SABERES E PRÁTICAS EDUCATIVAS DA CULTURA NEGRA: RELIGIOSIDADE E CAPOEIRA

Por Gabriela Costa Faval | 13/12/2016 | Sociedade

Resumo

Neste artigo objetiva-se discutir o processo educativo não-formal, presente nas religiões de origem africana e na capoeira, enquanto instrumentos culturais e identitários. Foram tomados como lócus de pesquisa o grupo União Capoeira e o Terreiro de Tambor de Mina “Casa Grande de Mina Jeje Nagô de Doy Lisá Con Abe Manjá-Huevy”, ambos localizados na região metropolitana de Belém-PA. Para que se pudesse perceber a importância desses espaços na preservação da cultura e da identidade dos sujeitos, fez-se necessário  compreender o processo histórico de escravidão e  de aculturação dos sujeitos, utilizando-se para isto do levantamento bibliográfico. O registro das pesquisas foi feito mediante entrevistas gravadas e depoimentos transcritos, tanto de integrantes desses espaços quanto de educadores e pesquisadores da temática. Os resultados obtidos fazem referência ao processo educacional não escolar, realizado através da transmissão oral de saberes e do aconselhamento que visam preparar os sujeitos para o convivio social e a vida em comunidade e que encontram-se presentes nas duas formas de manifestação cultural.

INTRODUÇÃO             

Resistindo as imposições das metrópoles modernas, os povos vítimas da colonização desenvolveram estratégias dentro de sua cultura para manter vivas suas histórias, tradições, características.

Infelizmente, mesmo tendo se passado mais de um século do término da diáspora na América, os saberes e fazeres das etnias que foram escravizadas continuam ocupando um espaço marginal na sociedade brasileira, especifiamente na cultura negra, que, em grande parte de suas caracterísitcas, religiosas, musicais, lúdicas, suas representações e imaginários ainda paira a pécha da inferioridade.

O espaço escolar, reproduzindo essa compreenção, negligencia um olhar mais apurado sobre a cultura negra, um exemplo disso é a história ensinada que não retrata a própria luta do negro pela conquista da liberdade. É ensinado a nossas crianças que um belo dia uma princesa branca, benfeitora, amante da negritude, infeliz com as condições em que os escravos se encontravam, decreta o fim do cativeiro.  Ainda hoje quando se menciona o Quilombo de Palmares nos livros de história da educação básica, narra-se apenas a sua destruição por Domingos Jorge Velho e companhia, não se conta que o quilombo da Serra da Barriga resistiu e derrotou mais de trinta campanhas militares que o estado promoveu contra ele. Esse é apenas um exemplo do trato que se dá a cultura e a história negra no país.

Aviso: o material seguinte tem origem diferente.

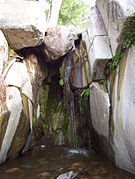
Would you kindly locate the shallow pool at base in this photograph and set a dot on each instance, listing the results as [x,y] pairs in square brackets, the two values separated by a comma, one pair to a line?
[50,162]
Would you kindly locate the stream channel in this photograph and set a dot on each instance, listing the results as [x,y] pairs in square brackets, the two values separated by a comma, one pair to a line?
[52,161]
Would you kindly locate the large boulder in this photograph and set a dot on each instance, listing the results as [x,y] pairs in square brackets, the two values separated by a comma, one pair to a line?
[123,109]
[114,13]
[99,107]
[58,41]
[16,110]
[3,51]
[97,44]
[23,23]
[80,71]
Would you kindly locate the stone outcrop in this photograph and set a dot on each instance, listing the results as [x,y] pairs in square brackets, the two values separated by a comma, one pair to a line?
[58,42]
[97,44]
[99,108]
[80,70]
[19,107]
[112,110]
[114,13]
[23,23]
[123,118]
[3,51]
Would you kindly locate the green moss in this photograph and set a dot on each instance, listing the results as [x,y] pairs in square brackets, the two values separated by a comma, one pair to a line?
[128,34]
[43,107]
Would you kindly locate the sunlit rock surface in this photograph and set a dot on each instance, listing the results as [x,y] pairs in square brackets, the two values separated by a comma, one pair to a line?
[58,41]
[97,44]
[80,70]
[123,109]
[114,13]
[99,108]
[23,23]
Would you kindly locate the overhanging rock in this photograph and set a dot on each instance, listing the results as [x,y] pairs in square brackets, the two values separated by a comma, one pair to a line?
[114,14]
[23,23]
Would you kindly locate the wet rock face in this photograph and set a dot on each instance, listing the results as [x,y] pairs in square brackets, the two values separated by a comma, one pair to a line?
[3,51]
[97,45]
[114,13]
[25,29]
[123,117]
[58,41]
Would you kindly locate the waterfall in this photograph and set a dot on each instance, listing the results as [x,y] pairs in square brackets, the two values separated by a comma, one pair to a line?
[69,98]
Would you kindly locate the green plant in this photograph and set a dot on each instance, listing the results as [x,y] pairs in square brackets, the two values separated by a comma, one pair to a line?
[33,121]
[73,12]
[128,34]
[61,82]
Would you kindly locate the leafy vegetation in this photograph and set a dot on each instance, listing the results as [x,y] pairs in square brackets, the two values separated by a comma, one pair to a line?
[128,35]
[73,12]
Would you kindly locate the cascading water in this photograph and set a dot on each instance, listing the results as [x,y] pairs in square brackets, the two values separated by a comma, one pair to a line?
[69,98]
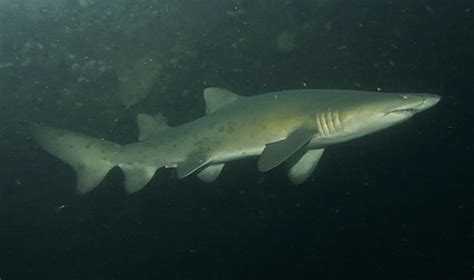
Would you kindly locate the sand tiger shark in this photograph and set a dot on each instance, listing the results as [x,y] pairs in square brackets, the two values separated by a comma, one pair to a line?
[292,126]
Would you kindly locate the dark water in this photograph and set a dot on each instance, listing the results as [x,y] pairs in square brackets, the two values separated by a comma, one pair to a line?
[394,205]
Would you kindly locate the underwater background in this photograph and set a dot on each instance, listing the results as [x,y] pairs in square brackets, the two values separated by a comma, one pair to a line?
[398,204]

Esse processo é resultado de discursos que, apesar de distantes no tempo, ainda circulam em variados textos e permanecem incorporados no imaginário social, como a ideia de existência de uma democracia racial instaurada após a abolição dos escravos. Segundo Zulbaran  e Silva (2012), “o discurso da democracia racial contribuiu para camuflar o racismo e encobrir as desigualdades e os conflitos etnico-raciais”. Para as autoras, um dos efeitos dessa democracia foi a “folclorização das manifestações culturais afro-brasileiras, sua cristalização num passado distante e a-histórico” o que apagou a contribuição destas para a cultura e a história brasileiras.

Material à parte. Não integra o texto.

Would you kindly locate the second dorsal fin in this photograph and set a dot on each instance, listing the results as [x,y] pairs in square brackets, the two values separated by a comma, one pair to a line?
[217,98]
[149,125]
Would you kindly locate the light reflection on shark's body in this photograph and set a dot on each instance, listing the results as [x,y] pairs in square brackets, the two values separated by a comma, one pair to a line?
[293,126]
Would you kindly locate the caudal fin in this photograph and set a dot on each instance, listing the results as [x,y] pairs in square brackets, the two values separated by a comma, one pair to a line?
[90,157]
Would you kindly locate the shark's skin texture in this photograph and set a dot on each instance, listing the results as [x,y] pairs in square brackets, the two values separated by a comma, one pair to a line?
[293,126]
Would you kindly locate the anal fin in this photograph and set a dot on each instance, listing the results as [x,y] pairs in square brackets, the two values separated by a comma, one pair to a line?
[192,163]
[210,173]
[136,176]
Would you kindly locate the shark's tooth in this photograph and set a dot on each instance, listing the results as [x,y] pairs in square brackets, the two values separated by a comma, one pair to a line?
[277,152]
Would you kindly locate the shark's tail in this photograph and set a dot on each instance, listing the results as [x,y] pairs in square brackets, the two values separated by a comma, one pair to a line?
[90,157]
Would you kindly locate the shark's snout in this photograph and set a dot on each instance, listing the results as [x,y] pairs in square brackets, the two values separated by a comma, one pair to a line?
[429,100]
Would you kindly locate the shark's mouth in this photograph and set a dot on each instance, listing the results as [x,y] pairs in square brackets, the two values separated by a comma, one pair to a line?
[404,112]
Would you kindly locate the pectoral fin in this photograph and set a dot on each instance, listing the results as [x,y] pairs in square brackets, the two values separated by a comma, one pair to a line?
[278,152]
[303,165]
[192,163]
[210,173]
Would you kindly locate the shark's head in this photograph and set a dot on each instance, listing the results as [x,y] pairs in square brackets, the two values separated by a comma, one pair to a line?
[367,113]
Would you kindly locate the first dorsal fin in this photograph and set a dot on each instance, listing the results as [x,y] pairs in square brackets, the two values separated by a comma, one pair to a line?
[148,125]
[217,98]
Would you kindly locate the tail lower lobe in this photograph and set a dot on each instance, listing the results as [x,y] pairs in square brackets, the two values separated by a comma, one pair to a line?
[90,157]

O período colonial trouxe consigo mecanismos de descaracterização das raças consideradas subordinadas. Dentre eles cita-se como principal a afirmação da ausência, ou seja, a caracterização de uma raça como deficiente em relação aos conceitos culturais europeus, renegando-lhe a cultura, a moral, a inteligência e a própria história.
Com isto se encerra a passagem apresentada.